Sri Lanka’daki Sosyalist Eşitlik Partisi (SEP), 10 Şubat’ta düzenlenecek yerel yönetim seçimlerinde adaylar çıkarıyor. SEP, savaştan harap olmuş kuzeydeki Jaffna Yarımadası’nda bulunan Kayts’ta, merkezi çay plantasyon bölgesindeki Hatton yakınındaki Ambagamuwa’da ve Colombo’nun varoşlarındaki Kolonnawa’da bulunan üç yerel yönetim organı için yapılacak seçimlere katılacak. Bu üç yerde, sırasıyla, 16, 24 ve 21 aday gösterilecek.

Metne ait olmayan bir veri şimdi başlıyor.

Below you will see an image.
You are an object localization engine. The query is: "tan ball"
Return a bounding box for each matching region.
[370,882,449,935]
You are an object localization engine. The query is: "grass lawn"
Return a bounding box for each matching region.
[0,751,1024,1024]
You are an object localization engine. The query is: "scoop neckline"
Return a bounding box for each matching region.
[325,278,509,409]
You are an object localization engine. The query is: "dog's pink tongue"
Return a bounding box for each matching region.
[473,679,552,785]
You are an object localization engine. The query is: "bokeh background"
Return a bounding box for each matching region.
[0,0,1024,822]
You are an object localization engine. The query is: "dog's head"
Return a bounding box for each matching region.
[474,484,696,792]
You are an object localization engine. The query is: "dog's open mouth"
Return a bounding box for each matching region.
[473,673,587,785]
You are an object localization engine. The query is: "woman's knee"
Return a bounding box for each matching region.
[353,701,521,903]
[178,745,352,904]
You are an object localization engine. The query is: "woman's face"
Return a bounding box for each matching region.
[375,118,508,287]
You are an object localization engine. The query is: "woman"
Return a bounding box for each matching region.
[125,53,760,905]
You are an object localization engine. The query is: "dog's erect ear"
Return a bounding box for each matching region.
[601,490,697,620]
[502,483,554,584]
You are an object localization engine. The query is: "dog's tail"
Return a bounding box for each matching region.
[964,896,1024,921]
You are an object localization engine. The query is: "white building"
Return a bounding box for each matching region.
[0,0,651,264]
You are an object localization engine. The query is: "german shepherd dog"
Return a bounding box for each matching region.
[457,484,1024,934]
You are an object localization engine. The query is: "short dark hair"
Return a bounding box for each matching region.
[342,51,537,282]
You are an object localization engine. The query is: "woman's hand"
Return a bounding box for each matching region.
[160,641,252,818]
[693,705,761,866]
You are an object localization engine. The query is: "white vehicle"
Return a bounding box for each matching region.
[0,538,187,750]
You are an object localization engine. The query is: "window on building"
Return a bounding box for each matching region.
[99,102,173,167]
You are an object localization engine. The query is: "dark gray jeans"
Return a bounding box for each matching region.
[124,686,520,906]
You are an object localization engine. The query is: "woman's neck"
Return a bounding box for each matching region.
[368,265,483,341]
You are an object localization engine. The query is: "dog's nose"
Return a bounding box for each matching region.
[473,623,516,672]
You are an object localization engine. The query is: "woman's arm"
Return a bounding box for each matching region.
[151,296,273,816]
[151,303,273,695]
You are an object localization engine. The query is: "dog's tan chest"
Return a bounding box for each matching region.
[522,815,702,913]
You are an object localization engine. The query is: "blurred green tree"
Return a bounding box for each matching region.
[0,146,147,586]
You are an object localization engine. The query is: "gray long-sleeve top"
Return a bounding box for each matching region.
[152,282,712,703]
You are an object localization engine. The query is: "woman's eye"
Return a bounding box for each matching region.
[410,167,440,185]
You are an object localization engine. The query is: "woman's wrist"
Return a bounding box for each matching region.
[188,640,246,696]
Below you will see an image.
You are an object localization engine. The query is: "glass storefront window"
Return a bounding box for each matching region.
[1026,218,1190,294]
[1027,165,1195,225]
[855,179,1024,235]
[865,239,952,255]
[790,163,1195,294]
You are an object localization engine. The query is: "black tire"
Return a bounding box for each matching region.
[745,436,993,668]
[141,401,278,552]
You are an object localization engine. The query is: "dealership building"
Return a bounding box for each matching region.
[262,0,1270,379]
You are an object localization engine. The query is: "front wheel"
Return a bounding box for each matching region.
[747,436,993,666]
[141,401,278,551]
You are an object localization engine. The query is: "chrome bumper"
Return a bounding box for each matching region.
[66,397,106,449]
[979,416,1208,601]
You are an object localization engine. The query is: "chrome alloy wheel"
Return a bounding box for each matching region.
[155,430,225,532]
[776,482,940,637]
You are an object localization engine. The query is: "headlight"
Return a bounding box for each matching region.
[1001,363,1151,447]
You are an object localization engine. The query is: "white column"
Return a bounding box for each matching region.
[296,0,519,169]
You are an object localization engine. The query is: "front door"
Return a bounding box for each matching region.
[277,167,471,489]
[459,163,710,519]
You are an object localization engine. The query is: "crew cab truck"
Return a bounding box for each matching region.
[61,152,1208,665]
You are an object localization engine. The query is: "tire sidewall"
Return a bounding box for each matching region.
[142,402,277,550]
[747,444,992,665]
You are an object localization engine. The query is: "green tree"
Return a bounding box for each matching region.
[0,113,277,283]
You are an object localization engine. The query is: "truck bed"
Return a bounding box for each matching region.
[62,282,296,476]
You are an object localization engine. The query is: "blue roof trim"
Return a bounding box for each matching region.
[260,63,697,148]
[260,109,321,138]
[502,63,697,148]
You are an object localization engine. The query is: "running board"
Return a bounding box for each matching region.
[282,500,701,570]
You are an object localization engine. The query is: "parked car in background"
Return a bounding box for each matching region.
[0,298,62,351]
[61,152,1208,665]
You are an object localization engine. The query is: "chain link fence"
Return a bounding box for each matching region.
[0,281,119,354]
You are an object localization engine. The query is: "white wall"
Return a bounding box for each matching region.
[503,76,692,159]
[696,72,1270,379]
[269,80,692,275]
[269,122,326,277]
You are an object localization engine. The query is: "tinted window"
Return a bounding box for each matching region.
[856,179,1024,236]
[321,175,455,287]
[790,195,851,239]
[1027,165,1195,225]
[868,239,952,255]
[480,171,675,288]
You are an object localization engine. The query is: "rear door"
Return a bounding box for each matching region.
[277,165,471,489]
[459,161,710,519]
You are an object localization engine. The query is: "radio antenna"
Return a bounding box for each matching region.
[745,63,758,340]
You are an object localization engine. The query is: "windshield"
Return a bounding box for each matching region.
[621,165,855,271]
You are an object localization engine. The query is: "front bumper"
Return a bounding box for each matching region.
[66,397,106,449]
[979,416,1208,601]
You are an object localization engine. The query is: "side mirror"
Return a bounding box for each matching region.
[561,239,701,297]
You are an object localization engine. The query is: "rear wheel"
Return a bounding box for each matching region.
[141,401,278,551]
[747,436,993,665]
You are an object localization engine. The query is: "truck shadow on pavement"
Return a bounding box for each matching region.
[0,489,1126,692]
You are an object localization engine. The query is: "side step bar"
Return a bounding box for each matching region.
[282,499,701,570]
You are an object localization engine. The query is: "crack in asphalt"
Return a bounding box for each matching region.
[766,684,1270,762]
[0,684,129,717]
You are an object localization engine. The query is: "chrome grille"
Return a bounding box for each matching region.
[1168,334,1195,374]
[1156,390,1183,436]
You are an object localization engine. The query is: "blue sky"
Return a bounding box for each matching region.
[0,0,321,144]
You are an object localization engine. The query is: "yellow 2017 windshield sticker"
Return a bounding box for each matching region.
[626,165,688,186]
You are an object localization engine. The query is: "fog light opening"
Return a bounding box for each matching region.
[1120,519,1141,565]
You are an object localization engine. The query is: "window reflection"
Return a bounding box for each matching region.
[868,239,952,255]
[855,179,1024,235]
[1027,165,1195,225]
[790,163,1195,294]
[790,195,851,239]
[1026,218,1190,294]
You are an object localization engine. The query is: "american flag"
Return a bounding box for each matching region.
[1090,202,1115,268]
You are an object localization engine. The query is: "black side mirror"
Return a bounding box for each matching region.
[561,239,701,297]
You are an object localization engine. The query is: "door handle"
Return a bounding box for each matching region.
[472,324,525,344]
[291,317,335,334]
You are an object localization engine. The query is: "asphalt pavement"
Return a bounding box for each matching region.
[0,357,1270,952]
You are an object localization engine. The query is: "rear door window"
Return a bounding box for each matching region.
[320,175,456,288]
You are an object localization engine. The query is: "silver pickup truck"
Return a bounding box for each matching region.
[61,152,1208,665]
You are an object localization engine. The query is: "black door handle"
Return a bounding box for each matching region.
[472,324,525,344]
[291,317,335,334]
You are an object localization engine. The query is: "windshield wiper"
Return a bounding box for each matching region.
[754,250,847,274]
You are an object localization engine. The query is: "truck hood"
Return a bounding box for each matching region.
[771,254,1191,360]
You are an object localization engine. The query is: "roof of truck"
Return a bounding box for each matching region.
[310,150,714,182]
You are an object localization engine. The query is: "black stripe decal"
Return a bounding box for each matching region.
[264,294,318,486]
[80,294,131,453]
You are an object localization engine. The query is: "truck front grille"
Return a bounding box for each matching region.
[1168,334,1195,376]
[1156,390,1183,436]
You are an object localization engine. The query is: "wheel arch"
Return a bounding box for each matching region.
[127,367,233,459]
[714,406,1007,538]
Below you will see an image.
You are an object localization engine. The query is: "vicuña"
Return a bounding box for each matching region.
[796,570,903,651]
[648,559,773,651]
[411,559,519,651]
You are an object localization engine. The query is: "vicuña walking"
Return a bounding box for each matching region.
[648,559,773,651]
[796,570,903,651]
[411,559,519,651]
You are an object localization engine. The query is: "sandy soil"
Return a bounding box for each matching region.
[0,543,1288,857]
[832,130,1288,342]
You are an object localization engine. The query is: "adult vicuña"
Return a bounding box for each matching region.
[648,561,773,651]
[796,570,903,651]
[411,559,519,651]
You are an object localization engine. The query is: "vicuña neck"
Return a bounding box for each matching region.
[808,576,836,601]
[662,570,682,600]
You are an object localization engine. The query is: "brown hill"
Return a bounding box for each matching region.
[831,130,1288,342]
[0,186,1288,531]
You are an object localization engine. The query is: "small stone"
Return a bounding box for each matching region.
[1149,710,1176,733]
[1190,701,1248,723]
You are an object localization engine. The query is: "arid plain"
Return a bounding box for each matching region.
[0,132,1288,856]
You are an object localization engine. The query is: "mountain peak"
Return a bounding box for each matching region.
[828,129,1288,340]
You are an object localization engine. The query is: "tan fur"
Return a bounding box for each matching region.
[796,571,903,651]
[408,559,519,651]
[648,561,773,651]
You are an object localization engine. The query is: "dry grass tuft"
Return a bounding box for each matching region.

SEP adayları, Devlet Başkanı Maithripala Sirisena ve Başbakan Ranil Wickremesinghe hükümetinin saldırılarına karşı giderek artan şekilde mücadeleye giren işçilerin, gençlerin ve yoksulların gereksinim duyduğu uluslararası sosyalist program uğruna mücadele edecekler. Biz, işçi sınıfını, kapitalist sınıfın Janatha Vimukthi Peramuna’yı (JVP) ve çeşitli sahte sol grupları da kapsayan tüm hiziplerinden bağımsız bir şekilde, bir işçi-köylü hükümeti uğruna mücadelede harekete geçirmek için kampanya yürütüyoruz.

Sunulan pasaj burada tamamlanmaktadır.